Jean Valjean passed that night and the two succeeding nights in the garden. Cosette saw him through the hole in her shutter.
On the third night, the moon was on the wane, and had begun to rise later; at one o’clock in the morning, possibly, she heard a loud burst of laughter and her father’s voice calling her:—
Cosette!
She jumped out of bed, threw on her dressing-gown, and opened her window.
Her father was standing on the grass-plot below.
I have waked you for the purpose of reassuring you, said he; look, there is your shadow with the round hat.
And he pointed out to her on the turf a shadow cast by the moon, and which did indeed, bear considerable resemblance to the spectre of a man wearing a round hat.
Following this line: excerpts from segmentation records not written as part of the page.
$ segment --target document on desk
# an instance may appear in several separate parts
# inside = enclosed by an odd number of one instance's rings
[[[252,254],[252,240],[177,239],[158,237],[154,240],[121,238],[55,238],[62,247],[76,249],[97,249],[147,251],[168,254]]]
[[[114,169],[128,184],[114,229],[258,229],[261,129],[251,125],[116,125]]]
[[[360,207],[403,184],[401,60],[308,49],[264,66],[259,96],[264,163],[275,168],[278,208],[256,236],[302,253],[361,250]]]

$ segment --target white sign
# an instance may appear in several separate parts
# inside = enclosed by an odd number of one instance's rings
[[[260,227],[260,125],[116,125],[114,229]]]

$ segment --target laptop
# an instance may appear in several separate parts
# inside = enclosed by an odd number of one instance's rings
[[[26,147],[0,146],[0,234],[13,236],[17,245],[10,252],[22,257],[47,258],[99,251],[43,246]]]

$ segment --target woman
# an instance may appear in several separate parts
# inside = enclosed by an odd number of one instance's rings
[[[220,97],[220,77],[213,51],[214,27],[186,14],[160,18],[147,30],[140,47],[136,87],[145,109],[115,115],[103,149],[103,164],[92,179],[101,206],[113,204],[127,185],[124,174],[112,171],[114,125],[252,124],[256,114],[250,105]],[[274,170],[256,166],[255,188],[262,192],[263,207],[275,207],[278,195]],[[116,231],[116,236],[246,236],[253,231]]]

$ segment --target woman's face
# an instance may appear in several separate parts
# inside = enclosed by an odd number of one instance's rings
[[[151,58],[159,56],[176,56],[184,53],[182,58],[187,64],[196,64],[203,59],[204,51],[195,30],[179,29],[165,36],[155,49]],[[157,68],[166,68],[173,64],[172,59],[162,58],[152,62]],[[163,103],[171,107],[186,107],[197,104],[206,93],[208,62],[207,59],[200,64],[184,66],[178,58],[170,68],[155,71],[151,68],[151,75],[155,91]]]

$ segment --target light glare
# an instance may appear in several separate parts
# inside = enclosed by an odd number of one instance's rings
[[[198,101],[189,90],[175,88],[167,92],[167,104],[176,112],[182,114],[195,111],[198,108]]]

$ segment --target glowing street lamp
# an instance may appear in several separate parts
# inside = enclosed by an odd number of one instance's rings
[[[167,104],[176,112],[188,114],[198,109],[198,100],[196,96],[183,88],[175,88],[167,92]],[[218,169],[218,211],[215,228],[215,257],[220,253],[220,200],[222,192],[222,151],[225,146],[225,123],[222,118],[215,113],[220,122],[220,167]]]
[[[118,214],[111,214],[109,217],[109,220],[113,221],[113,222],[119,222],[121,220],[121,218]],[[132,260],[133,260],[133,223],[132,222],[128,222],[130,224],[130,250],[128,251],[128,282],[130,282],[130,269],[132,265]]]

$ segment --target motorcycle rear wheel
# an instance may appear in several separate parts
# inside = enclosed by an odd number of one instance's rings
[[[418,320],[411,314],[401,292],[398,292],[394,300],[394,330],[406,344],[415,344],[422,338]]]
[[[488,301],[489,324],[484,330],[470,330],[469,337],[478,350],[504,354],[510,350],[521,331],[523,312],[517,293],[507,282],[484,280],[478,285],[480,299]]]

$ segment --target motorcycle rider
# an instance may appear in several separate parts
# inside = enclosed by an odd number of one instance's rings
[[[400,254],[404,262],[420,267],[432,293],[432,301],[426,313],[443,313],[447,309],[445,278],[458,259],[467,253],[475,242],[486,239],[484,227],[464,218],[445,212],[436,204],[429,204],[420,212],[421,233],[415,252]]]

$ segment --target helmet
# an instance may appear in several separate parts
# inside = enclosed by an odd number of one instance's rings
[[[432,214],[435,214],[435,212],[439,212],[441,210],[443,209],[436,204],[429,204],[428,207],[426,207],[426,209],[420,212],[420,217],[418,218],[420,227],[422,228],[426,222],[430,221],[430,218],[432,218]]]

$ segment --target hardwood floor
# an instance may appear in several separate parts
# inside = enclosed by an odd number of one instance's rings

It was the shadow produced by a chimney-pipe of sheet iron, with a hood, which rose above a neighboring roof.
Cosette joined in his laughter, all her lugubrious suppositions were allayed, and the next morning, as she was at breakfast with her father, she made merry over the sinister garden haunted by the shadows of iron chimney-pots.
Jean Valjean became quite tranquil once more; as for Cosette, she did not pay much attention to the question whether the chimney-pot was really in the direction of the shadow which she had seen, or thought she had seen, and whether the moon had been in the same spot in the sky.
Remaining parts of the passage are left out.